What’s all that got to do with the blue room, you may ask. (I flatter myself.) It would take too long to explain; the thing to know about yesterday is that the rooms two computer constellations were disassembled and reconstituted in new places. I can’t count the number of digital doodads that got unplugged and disconnected, reconnected and plugged back in, partly because I didn’t do any of it myself; the wonderful Jason Mei was on hand to oversee all of that. Ray Soleil and I did the heavy lifting, almost all of which involved the three pieces of furniture shown above.  I managed to do my share of the work with the help of the few remaining globs of Remicade in my bloodstream. As Ray said later, I too tired to fuss about anything, and the hours flew by in strange harmony. When Kathleen came home from work, Ray and I were gossiping about the duc du Maine and Mme de Maintenon as usual, and presently we went across the street to Maz Mezcal for dinner. I turned in on the early side.
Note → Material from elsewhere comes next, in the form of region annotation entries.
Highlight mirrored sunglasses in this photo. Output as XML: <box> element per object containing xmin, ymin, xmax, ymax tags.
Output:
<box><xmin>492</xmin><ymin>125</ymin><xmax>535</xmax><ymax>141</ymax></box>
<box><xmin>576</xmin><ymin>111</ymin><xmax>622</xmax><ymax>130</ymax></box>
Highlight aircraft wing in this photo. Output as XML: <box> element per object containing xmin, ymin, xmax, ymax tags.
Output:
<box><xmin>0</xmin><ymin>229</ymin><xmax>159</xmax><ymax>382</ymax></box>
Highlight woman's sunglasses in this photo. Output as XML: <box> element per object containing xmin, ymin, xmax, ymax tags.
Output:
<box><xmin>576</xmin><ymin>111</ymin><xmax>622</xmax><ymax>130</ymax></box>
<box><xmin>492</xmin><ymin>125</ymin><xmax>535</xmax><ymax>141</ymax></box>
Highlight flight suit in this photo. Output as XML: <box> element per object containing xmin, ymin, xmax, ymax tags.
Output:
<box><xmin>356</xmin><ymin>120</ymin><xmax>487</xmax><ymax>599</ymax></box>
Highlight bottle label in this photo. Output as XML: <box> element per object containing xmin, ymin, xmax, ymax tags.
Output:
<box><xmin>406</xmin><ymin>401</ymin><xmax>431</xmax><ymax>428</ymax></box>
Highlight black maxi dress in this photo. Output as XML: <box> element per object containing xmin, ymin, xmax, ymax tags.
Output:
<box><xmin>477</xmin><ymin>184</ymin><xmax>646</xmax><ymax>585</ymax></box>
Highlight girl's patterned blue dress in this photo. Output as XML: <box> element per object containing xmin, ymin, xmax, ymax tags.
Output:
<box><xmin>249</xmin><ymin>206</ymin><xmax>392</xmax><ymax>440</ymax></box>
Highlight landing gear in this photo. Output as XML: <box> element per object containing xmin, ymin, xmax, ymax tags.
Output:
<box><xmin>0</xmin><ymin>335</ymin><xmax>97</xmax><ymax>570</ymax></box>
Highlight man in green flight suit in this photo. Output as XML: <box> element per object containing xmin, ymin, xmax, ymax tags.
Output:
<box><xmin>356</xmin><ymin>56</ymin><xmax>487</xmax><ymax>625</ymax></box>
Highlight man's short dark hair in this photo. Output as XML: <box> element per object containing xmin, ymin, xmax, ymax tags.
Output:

When I got up this morning, not on the early side, I really wanted to read the Times, but I was firm, and booted up the laptop instead. During the time at Fire Island, I broke myself of the habit of beginning the day with the Grey Lady. Now the first voice that I hear in the morning is my own, and for me at least that gets the day off to a much better start, even on days like this when my mind is blank. Even if my mind is blank, my list of starred items at Google Reader is anything but, and I’m reminded that I was thinking about a provocative blog entry that I read the other day. In a down-hearted entry entitled “What is the point of learning history?” Historiann writes, “What have we learned in the past 2,500 years or so that Herodotus didn’t already warn us about:?  Hubris!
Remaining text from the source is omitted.